Gayle & Roberto Visit Sin Palace

The gorgeous classic Mediterranean-style mansion pictured is the Palacio San Jose, a treasured national monument and former home of President Justo Jose Urquiza. (It is also my dream house—well, perhaps four entire dream houses.) Some might consider it a Victorian Era palace of sin!

In the middle Entre Rios, of a now-backwater province that makes Kansas look like a downhill skier´s paradise, Urquiza decided to impress international visitors with an Argentine version of Versailles. So he constructed a gorgeous mansion, double anything else here, with all rooms opening up to one of two immense central patios with trees, fountains, and flowers. Then he added a stately personal chapel (with a secret balcony in case of bad hair days), stocked an enormous artificial lake, filled fancy wrought-iron aviaries, and designed extensive formal gardens. Of course servants’ quarters, blacksmith shop, stables, etc., completed the self-sufficient community within.

Urquiza, a general who equaled Napoleon’s height but not ego, earned a double reputation. There are street names every where honoring this hero who defeated the nasty dictator Rosas and convened an assembly to write the national Constitution in 1851 (inspired by the USA). He then retired to country life where he confined his conquests to the boudoir.
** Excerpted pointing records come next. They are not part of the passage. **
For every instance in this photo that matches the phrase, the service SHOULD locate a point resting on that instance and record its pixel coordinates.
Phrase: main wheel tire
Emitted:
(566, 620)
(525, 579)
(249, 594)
Regularly cruising the adjoining pueblos in his fancy carriage, he selected the most beautiful (and apparently willing) young girls to take home to savor for the evening.

The enormous gold-leaf, framed family tree at his museum home lists proudly not only his children by his wife but also another 20 of his children and their various mothers. Everyone says he had another 80—EIGHTY--children that he never acknowledged!! Mind you, Urquiza personally fought to change the law so that he could legally recognize selected children born out of wedlock. (Can we assume that justice was sometimes one of his Signature Strengths?) At the age of 67 he was assassinated in his reading room. And no, not by his wife or a lover, nor even a furious father or suitor of one of the maidens, just some boring old political rival. All this well happened over a century ago of course.

Even so, with such a national heritage, the Bill-Monica US scandal during the Clinton Presidency puzzled Argentinians. "What's the big deal?" many asked me (as if I knew!). Do you think that the infamous blue dress will ever be on display at the Clinton Museum? In a hundred years?